Personal information
- Born: February 24, 1962 (age 63) Eugene, Oregon, U.S.
- Height: 5 ft 11 in (1.80 m)
- Weight: 186 lb (84 kg)

Career information
- High school: Shadow Mountain (Phoenix, Arizona)
- College: San Diego State
- NFL draft: 1985: 2nd round, 33rd overall pick

Career history
- Washington Redskins (1985)*; San Francisco 49ers (1985–1988);
- * Offseason and/or practice squad member only

Awards and highlights
- Super Bowl champion (XXIII);

Career NFL statistics
- Interceptions: 3
- Fumble recoveries: 2
- Touchdowns: 1
- Stats at Pro Football Reference

= Tory Nixon =

American football player (born 1962)

Torran Blake Nixon (born February 24, 1962) is an American former professional football player who was a cornerback in the National Football League (NFL) for the San Francisco 49ers. He played college football for the San Diego State Aztecs and was selected 33rd overall in the second round of the 1985 NFL draft by the Washington Redskins.

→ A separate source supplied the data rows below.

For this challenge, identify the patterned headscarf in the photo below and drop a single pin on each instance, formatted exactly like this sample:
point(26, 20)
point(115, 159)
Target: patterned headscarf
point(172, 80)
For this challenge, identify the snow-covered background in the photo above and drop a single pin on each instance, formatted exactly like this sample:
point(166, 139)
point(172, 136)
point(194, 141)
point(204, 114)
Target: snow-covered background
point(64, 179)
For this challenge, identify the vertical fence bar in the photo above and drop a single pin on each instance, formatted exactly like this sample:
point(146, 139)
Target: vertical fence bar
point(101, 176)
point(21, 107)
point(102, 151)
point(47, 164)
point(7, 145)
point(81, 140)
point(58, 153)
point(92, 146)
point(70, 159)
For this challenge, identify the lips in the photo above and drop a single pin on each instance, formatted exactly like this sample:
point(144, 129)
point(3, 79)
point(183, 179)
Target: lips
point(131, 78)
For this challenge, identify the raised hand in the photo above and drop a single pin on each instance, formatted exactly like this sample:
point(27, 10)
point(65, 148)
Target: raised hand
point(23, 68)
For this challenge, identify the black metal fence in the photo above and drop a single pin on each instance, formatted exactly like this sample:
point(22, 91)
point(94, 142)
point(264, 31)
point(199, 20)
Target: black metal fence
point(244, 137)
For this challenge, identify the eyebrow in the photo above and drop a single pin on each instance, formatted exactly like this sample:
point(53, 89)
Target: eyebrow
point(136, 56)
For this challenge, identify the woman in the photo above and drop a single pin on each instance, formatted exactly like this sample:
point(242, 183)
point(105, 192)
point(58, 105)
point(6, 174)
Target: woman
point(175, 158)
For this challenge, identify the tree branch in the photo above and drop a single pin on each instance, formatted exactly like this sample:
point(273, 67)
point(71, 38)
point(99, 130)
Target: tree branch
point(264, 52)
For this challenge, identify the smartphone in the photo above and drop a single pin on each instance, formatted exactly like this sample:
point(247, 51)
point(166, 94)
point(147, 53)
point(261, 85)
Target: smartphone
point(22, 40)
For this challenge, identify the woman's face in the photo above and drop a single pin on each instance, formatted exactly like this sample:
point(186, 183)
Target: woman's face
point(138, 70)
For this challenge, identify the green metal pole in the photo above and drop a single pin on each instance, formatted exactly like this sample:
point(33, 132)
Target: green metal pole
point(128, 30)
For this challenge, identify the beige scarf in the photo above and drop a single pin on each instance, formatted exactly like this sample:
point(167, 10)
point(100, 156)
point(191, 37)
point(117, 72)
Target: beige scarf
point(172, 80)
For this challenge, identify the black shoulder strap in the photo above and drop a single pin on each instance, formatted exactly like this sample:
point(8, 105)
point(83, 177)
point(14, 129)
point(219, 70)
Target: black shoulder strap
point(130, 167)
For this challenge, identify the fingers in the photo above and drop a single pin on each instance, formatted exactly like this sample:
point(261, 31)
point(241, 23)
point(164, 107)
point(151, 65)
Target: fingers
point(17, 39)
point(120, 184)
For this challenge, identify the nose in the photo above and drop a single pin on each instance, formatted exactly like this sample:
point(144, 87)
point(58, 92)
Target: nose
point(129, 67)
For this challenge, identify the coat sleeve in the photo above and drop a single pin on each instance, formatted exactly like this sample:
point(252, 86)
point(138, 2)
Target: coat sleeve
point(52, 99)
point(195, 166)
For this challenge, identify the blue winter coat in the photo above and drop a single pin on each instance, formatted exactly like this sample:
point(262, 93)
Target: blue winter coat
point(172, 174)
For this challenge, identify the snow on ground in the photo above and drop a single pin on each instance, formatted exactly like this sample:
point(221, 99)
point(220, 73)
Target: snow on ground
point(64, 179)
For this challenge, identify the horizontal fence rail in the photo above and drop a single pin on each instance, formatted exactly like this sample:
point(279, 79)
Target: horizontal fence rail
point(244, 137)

In April 2019, Nixon was named President of Umpqua Bank. Previously, Nixon served as division president and managing director for California Bank & Trust in San Diego and Northern California. He also played for the San Francisco 49ers from 1985 to 1989 and was a member of the Super Bowl XXIII championship team over the Cincinnati Bengals. Nixon holds a Master of Business Administration from the University of Southern California.